Are you trying to get strong without building the muscle mass of a bodybuilder?

Me neither, but to each his/her own!

There are tons of benefits to strength training, and you can still enjoy them all without committing to looking like the Incredible Hulk.

Even if your goal is to get bigger and build more muscle mass, this article will still provide some valuable information because I will explain the difference between building strength and building muscle mass.

Let's take a look.

Myofibrillar Hypertrophy vs. Sarcoplasmic Hypertrophy

Hypertrophy is simply a term that refers to muscle growth, and there are two different ways that your muscles grow.

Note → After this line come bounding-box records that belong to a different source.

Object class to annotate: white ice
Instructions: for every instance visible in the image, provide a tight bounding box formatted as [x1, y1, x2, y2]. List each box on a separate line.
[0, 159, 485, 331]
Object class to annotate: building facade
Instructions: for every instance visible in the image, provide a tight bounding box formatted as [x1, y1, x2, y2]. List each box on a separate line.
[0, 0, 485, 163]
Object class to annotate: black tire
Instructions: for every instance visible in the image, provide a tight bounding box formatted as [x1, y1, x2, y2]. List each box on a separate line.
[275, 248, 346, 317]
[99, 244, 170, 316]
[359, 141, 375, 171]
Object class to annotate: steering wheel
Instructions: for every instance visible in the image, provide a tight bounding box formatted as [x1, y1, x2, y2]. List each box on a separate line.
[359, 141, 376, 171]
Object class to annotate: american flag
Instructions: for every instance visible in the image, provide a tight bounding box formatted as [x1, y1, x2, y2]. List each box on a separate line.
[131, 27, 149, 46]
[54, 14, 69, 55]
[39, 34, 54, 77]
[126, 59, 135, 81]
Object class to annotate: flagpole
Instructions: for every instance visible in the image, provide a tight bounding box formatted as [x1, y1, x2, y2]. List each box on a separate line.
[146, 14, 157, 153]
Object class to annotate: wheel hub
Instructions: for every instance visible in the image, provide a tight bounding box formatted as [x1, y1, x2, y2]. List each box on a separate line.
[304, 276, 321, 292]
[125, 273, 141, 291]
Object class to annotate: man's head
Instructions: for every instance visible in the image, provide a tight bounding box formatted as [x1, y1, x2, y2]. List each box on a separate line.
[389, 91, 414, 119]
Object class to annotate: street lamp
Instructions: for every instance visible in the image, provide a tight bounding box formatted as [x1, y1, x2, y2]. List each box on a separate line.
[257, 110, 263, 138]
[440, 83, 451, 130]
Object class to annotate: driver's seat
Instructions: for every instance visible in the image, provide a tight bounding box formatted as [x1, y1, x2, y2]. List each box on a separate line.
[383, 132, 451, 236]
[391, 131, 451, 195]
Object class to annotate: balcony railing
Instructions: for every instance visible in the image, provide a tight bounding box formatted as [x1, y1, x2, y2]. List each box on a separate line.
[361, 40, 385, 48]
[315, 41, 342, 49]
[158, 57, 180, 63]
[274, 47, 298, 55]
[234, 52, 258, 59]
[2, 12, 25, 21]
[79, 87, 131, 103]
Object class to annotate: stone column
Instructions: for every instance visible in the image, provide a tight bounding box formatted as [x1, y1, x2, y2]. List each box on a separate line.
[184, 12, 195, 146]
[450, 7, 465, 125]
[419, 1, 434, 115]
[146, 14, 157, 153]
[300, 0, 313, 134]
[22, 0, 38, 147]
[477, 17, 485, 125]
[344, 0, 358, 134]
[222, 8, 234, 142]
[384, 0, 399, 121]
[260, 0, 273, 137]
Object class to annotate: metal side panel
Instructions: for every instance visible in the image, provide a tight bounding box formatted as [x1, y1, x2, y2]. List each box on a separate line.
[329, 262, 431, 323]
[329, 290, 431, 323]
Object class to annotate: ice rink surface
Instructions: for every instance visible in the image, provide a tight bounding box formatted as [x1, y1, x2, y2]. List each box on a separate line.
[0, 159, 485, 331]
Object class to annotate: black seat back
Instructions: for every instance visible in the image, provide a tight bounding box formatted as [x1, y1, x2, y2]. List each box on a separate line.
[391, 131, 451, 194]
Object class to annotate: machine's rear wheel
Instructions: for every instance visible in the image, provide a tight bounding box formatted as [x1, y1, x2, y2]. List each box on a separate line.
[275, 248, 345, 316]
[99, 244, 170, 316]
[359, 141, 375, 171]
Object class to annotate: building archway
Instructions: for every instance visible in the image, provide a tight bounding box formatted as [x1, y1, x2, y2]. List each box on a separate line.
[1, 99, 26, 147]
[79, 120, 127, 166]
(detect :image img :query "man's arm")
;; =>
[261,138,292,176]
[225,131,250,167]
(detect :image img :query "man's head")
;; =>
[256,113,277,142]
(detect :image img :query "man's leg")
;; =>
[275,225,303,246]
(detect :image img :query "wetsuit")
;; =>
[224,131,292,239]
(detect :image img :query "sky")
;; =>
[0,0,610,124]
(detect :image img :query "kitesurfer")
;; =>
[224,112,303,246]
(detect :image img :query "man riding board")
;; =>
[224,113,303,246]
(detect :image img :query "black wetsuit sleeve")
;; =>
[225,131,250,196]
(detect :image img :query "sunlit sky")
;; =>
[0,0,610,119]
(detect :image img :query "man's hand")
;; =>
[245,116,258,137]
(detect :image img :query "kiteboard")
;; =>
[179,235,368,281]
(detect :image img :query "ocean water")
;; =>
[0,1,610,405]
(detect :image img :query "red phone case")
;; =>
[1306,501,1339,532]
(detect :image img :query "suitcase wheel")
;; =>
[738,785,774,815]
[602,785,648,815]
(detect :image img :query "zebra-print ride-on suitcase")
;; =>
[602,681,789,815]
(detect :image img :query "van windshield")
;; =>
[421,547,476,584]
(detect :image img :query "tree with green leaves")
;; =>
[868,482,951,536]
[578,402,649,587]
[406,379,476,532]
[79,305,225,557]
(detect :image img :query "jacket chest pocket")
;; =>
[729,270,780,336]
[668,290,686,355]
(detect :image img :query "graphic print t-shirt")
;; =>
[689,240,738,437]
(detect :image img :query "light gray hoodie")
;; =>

Myofibrillar hypertrophy is activated via strength training.

This hypertrophy will increase the number of contractile proteins within your muscles. With this kind of hypertrophy, you build more muscular strength but not as much muscle mass.

To activate myofibrillar hypertrophy through strength training, focus on getting stronger on compound lifts.

Compound lifts are exercises that recruit a large volume of muscle to perform. Think movements like deadlifts, bench presses, barbell squats, and weighted pull-ups.

Focus on increasing the amount of resistance for your or adding a repetition to each set you perform. Work in the 5-8 rep range, rest 3-4 minutes between your sets, and perform 3-4 sets.

The optimal workout frequency is 2-3 strength training sessions per week on non-consecutive days.

Sarcoplasmic hypertrophy is activated through pump training.

This type of hypertrophy will increase the amount of sarcoplasmic fluid that flows through your muscles. With this kind of hypertrophy, you build more muscle mass and not as much muscular strength.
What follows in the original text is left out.